I have left my password with my mother in case we need to let people know that something has happened.
brugh Mar 16th 2009 5:28PM
Well, this whole article is based on the preface of Blizzard not having a way to deal with a deceased player.
This is not the case.
Blizzard can and will transfer the ownership of an account to an immediate family member upon the death of a registered player.
Of course, you will need to supply them with a proof of death, and they will ONLY transfer it to an immediate family member, ie, brother, sister, mother, father, son, daughter...
If you make the stupid mistake of registering your account in a fake name, such as Mickey Mouse, Barb Wire, or James Bond, then you are S.O.L..
Popesicle Mar 16th 2009 5:29PM
My father passed away in 2007 and his level 64 Tauren Shaman is still in our guild and sitting in Zangarmarsh where he was last grinding.
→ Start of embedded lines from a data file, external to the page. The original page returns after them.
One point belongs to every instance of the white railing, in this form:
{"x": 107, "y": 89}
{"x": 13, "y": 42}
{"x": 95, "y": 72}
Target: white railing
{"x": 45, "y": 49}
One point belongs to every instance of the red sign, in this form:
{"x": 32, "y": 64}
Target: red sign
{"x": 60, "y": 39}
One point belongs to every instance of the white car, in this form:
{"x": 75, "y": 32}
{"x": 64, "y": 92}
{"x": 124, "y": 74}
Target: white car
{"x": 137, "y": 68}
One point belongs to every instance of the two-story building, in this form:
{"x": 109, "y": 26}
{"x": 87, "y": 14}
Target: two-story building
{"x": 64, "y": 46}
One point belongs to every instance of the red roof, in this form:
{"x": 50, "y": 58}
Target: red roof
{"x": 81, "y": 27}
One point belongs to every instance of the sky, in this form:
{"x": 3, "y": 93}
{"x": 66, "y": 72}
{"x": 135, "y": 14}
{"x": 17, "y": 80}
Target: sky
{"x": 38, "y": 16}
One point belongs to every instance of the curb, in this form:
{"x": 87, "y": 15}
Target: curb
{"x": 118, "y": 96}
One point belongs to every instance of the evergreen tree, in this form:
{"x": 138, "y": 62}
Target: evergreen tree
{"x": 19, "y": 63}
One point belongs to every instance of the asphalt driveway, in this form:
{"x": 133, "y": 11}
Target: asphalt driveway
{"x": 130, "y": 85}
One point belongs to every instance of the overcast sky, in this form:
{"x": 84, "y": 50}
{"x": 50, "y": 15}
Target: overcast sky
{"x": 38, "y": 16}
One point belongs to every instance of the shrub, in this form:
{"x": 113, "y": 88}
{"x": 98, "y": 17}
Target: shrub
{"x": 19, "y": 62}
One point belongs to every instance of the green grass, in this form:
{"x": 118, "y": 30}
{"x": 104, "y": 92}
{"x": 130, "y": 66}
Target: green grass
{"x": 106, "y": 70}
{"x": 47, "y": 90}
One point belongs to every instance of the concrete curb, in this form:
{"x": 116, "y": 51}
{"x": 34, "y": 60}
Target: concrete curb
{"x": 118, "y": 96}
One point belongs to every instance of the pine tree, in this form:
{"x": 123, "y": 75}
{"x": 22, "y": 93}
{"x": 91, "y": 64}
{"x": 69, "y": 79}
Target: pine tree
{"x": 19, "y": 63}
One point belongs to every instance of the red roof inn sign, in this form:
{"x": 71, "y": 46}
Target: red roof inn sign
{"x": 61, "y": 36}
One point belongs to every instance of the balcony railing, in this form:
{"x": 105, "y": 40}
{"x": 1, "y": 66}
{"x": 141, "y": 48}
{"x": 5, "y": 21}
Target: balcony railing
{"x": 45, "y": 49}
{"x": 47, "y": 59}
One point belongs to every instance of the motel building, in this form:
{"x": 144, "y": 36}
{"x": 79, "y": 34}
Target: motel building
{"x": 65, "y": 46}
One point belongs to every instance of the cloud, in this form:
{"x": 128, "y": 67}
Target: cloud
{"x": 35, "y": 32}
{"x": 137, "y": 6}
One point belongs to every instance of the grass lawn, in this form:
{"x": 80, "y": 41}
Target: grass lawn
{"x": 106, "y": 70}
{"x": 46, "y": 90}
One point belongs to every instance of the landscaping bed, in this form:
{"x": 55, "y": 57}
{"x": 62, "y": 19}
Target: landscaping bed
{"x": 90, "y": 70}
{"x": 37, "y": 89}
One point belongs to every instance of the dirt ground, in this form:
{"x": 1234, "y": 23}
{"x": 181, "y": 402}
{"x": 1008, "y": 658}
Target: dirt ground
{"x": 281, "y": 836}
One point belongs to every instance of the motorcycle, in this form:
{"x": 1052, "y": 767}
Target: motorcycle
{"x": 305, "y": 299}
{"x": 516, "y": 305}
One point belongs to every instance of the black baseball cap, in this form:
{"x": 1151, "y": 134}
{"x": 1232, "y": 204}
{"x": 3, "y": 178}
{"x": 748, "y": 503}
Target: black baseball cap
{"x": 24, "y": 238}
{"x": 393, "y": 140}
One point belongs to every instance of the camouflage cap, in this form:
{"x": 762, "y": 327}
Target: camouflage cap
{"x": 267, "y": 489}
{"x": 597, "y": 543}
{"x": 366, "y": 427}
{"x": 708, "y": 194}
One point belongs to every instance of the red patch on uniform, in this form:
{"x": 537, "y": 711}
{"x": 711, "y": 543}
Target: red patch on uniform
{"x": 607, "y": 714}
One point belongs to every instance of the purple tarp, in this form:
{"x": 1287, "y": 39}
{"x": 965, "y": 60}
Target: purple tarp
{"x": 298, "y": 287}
My brother contacted Blizzard and asked about transferring the toon to his account and they will have no problem with that as long as the death certificate is provided.
Slightly off-topic and this is a bit different, since its only one toon, and he was in our guild, and my brother wasnt asking Blizzard for his password to be reset. But they will allow an account-to-account transfer in this case, without the login info form the other account. Not sure if there is a policy to this effect, or if it was just something they agreed to when asked.
hinu Mar 16th 2009 9:24PM
Thumbs up to Blizzard for allowing something like this, since it makes a lot of sense that death certificates will be accepted. Minimal red tape, minimal fuss. They should put this in their support Q&A!
Tibalt Mar 17th 2009 6:03PM
Sorry to hear that mate.
evankimori Mar 18th 2009 3:43PM
My condolences there bro. It's never easy losing your momma or pappa. Especially for the way things go these days where life's snuffed out so quietly and quickly. :(
Here's to your dad bro. I hope your old man's gettin' all the epics he ever wanted. R.IP.
joshua fischer Mar 16th 2009 5:31PM
Well if you are on a PvP server you go crash the funeral :-)
Lol i still find that funny. If you are going to get that commited to people in a video game you really need to re-evaluate where your life is and you need to get some more out of game friends.
Zorachus Mar 16th 2009 5:36PM
why?
they are as real as anyone else, just cause your eyes cant see them dont make anyless real
toss your phone then
Saintgutfree Mar 16th 2009 5:57PM
I agree with Zorachus... What makes online interaction worth less then in person?
That's kind of.. No, that IS a douche thing to say Josh.
Matthew Rossi Mar 16th 2009 6:39PM
My wife and I play this game together. Many of the people I've met online are now people I see in real life for cookouts, get togethers, etc etc. I know their names and their faces.
Believe it or not, the people you run instances and raids with, the people you PvP against, those are real people. They're not AI's, they're not fake. Your out of game friends are no more, and no less, deserving of basic human consideration as are the people you see when you play WoW.